Ce tour d’horizon d’ensemble, permet de dégager un certain nombre de constats :

1. D’abord, un regard rapproché révèle une multitude de projets de réformes en chantiers qui ne sont pas suffisamment visibles de l’extérieur. En effet, quelques administrations sont entrain de changer totalement de configuration, d’autres se réorganisent et s’apprêtent à engager des actions. Il faut reconnaître à ce sujet, que l’administration n’est pas portée sur la communication ! Peu de d’informations parviennent au citoyen, sauf quand il recourt au service de telle ou telle administration ;

2. Ensuite, l’action de l’Administration est souvent liée à la production de textes. Ainsi, de nombreux textes qui ont une implication directe sur la gestion publique et le citoyen, ont vu le jour ces dernières années. Leur application apporterait un changement notable dans la gestion des services publics. Cependant leur application poserait des problèmes non soupçonnés au départ : comment traduire ces textes en mesures concrètes et comment mettre en œuvre ces mesures ?

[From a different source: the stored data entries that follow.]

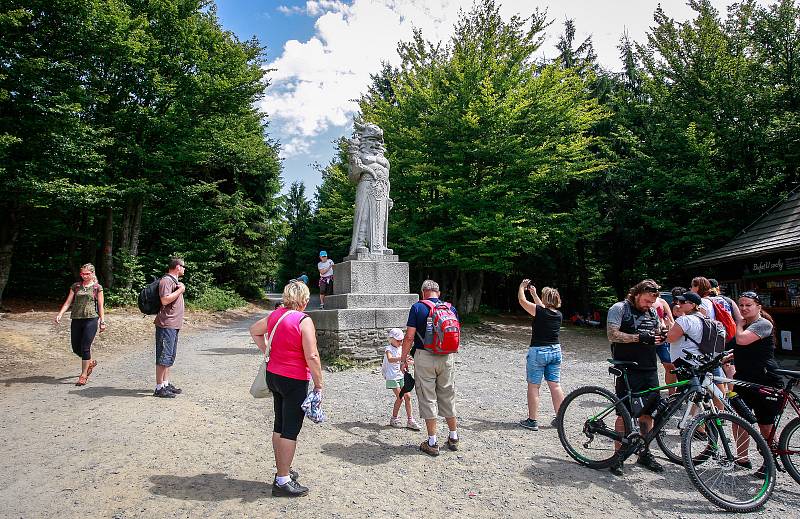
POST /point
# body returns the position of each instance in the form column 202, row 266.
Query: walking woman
column 86, row 298
column 544, row 353
column 293, row 361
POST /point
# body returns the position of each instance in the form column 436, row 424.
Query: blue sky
column 324, row 50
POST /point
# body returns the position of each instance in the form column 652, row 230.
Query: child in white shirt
column 394, row 379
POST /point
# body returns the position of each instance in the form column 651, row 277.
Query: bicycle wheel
column 789, row 445
column 669, row 437
column 737, row 473
column 586, row 421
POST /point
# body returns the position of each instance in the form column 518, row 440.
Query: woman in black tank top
column 544, row 354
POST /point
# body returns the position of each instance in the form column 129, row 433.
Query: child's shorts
column 391, row 384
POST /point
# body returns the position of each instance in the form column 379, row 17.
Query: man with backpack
column 433, row 329
column 169, row 321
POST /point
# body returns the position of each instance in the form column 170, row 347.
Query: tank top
column 546, row 326
column 84, row 305
column 286, row 357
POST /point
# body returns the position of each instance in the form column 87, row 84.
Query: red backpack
column 722, row 315
column 442, row 331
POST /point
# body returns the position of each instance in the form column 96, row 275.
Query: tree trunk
column 136, row 227
column 9, row 229
column 107, row 257
column 125, row 232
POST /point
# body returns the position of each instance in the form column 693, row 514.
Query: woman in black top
column 544, row 353
column 754, row 354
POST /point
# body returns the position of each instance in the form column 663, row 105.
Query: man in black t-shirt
column 632, row 328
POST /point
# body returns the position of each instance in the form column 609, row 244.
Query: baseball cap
column 690, row 297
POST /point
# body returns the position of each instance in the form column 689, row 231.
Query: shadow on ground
column 209, row 487
column 38, row 379
column 232, row 351
column 106, row 391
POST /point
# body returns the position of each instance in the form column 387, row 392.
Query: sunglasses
column 751, row 295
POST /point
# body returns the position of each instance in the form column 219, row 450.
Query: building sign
column 768, row 266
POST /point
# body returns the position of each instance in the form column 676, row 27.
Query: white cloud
column 316, row 81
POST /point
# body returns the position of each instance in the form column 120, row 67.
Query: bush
column 216, row 300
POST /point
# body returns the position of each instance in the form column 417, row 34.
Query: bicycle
column 786, row 447
column 710, row 448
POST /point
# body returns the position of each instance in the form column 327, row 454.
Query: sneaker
column 163, row 393
column 174, row 389
column 290, row 489
column 430, row 450
column 648, row 461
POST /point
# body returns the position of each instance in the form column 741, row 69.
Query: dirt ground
column 110, row 449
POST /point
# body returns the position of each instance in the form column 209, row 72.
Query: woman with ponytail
column 754, row 354
column 86, row 298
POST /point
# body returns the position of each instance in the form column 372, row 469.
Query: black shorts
column 639, row 381
column 287, row 395
column 764, row 407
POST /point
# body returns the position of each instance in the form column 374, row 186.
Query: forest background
column 129, row 133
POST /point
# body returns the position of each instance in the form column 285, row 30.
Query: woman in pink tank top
column 293, row 361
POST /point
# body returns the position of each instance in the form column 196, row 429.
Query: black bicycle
column 726, row 459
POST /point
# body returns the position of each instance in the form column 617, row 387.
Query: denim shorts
column 544, row 361
column 166, row 346
column 662, row 350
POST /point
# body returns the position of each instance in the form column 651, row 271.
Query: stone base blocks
column 370, row 297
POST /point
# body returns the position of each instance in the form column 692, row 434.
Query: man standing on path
column 325, row 267
column 434, row 374
column 633, row 330
column 169, row 321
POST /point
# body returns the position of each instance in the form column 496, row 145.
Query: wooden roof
column 776, row 231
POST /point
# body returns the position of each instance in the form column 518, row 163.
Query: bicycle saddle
column 623, row 363
column 787, row 373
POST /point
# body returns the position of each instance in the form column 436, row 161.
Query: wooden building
column 765, row 258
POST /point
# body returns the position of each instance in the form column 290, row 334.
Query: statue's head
column 369, row 133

En définitive, si le diagnostic des dysfonctionnements est amplement établit et largement reconnu, la mise en œuvre des solutions reste le grand défi des pouvoirs publics, puisque de grands chantiers sont ouverts aujourd’hui qu’il s’agit de conduire jusqu’à aboutissement.

L’administration dispose actuellement de trois ingrédients importants :

Premièrement : un cadre de référence constitué par le Pacte de Bonne Gestion. Celui-ci apporte les éclairages nécessaires et révèle les pistes à emprunter ;

Deuxièmement : des expériences réussies par certaines administrations. Celles-ci montrent la faisabilité des projets de réforme et sécurisent sur les possibilités réelles de les activer ;

Troisièmement : un projet d’action qui est aujourd’hui inscrit dans une vision commune et partagée. Ce projet pose les jalons de la réforme à engager et indique les chantiers à ouvrir en priorité.

Cependant, les grands projets de réforme, recommandent un engagement collectif, des efforts soutenus et une mobilisation générale à la fois des citoyens et des agents de l’administration publique. L’enjeu est de réussir au plus vite la mise à niveau des services publics pour accompagner le développement économique du pays.